In patients most vulnerable to UPR, risk stratification, anesthesia provider awareness, and education is mandatory to improve postoperative outcomes. The decision to extubate a patient undergoing head and neck surgery should be made judiciously in concert with surgical colleagues to avoid OIRD. Concerted minimization of opioid dosage and careful consideration of extubation criteria in high-risk patients will be instrumental in reducing this rare but devastating complication.

As a retrospective case-control study, there may be potential confounders (residual motor blockade, inadequate reversal of muscle relaxants) between the case and control groups leading to causal associations with unplanned reintubation. In addition, there are limitations to the granular data that can be ascertained from the electronic medical record prior to reintubation. Our study did not evaluate hospital LOS or total hospital cost, which are other important variables that warrant further study.

Conclusions

It is imperative for anesthesia practitioners to be mindful of opioid-sparing techniques in high-risk patients. The ability to accurately identify patients at risk for extubation failure is essential in reducing patient morbidity and improving patient safety.
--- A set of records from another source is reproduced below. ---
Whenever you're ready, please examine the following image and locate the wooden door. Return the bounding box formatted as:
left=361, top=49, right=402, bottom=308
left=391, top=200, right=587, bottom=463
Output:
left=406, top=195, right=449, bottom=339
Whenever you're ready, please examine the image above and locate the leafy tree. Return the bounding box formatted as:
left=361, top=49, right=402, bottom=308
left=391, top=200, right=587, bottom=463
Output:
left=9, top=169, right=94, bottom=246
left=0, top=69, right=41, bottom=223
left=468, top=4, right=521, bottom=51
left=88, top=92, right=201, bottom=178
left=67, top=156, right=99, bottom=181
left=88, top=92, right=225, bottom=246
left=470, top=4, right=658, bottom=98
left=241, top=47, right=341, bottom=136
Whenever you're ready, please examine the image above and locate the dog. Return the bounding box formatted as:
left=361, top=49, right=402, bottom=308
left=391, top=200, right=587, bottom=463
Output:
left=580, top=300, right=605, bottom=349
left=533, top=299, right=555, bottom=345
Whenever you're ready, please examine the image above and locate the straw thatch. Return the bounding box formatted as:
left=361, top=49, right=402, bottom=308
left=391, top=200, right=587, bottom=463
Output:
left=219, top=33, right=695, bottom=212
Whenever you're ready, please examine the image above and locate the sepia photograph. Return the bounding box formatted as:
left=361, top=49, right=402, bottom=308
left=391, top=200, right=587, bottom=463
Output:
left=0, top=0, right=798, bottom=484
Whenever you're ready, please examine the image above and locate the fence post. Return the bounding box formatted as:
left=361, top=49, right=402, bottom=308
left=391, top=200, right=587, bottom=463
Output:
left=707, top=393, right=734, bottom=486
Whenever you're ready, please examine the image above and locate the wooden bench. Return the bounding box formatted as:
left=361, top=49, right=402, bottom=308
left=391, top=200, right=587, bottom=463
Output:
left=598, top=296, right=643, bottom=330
Identification of patients at the highest risk for UPR will help guide providers in medical optimization, appropriate selection of intraoperative analgesics, and cautious extubation criteria to ensure patient safety. Prospective, multicenter trials with larger sample sizes are essential to validate UPR risk factors.

The authors have declared that no competing interests exist.

Human Ethics

Consent was obtained or waived by all participants in this study

Animal Ethics

Animal subjects: All authors have confirmed that this study did not involve animal subjects or tissue.